The letter of the EDPS also rejects the allegation by companies that Article 14 GDPR requires them to individually notify the data subjects affected by the investigation and inform them that their personal data have been made available to the EC for the purpose of an investigation. Such a notification could obviously disrupt the investigation since it may “tip off” suspects, who may then seek to destroy or hide evidence. It is true that Article 14(1)(e) GDPR obliges data controllers to inform data subjects about the “recipients or categories of recipients” of their personal data. However, Article 4(9) GDPR specifies that “public authorities which may receive personal data in the framework of a particular inquiry in accordance with Union or Member State law shall not be regarded as recipients”. This means that companies providing personal data of employees to the EC or a national competition authority in the EU in response to an information request, or voluntarily in view of a (pending or future) investigation are not required to inform the employees concerned about the disclosure of their personal data.

Similar questions arise when a company carries out an internal audit to determine whether certain employees have been involved in illegal activities (e.g. following a report from a whistle-blower or a customer complaint).
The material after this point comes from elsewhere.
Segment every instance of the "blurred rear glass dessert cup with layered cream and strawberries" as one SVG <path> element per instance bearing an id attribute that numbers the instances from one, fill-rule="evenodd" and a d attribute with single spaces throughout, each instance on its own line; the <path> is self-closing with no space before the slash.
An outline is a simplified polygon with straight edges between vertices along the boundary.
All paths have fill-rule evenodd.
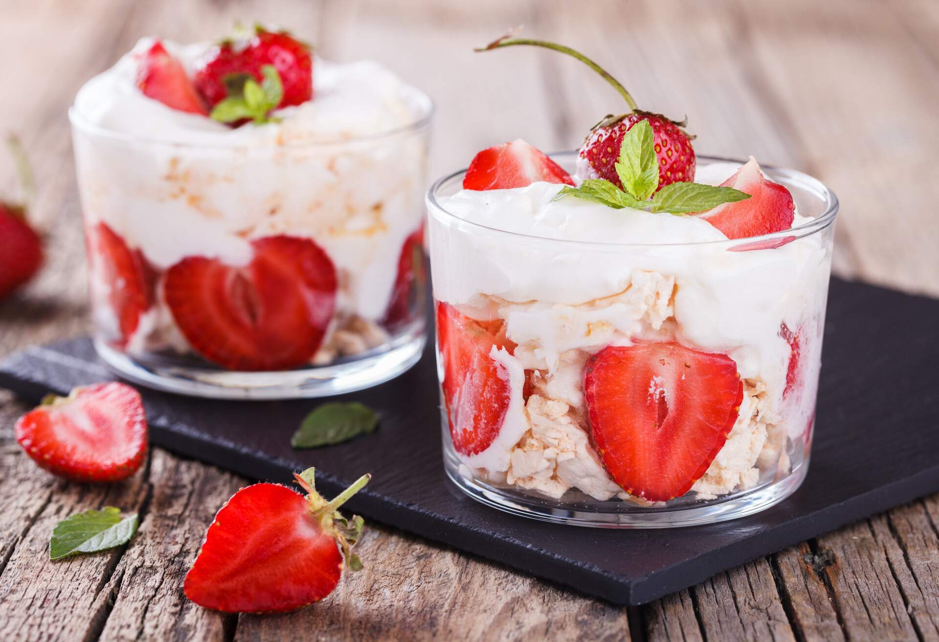
<path id="1" fill-rule="evenodd" d="M 224 145 L 117 133 L 72 108 L 101 359 L 220 399 L 346 393 L 417 363 L 433 106 L 408 101 L 413 123 L 387 133 Z"/>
Such audits typically involve a review of emails and other correspondence, which constitute personal data. Seeking the consent of the employees concerned is typically not an option. This would make them aware that their activities are being investigated and thus could defeat the very purpose of the audit. Moreover, given the imbalance of power in the employer-employee relationship, it is unlikely that the company would be able to rely on the consent. Organisations therefore generally have to rely on legitimate interest as the basis for reviewing personal data as part of the audit. Moreover, in order to comply with the GDPR transparency requirements it is advisable to stipulate in employment contracts and/or applicable collective agreements that employees' personal data may be accessed during internal audits.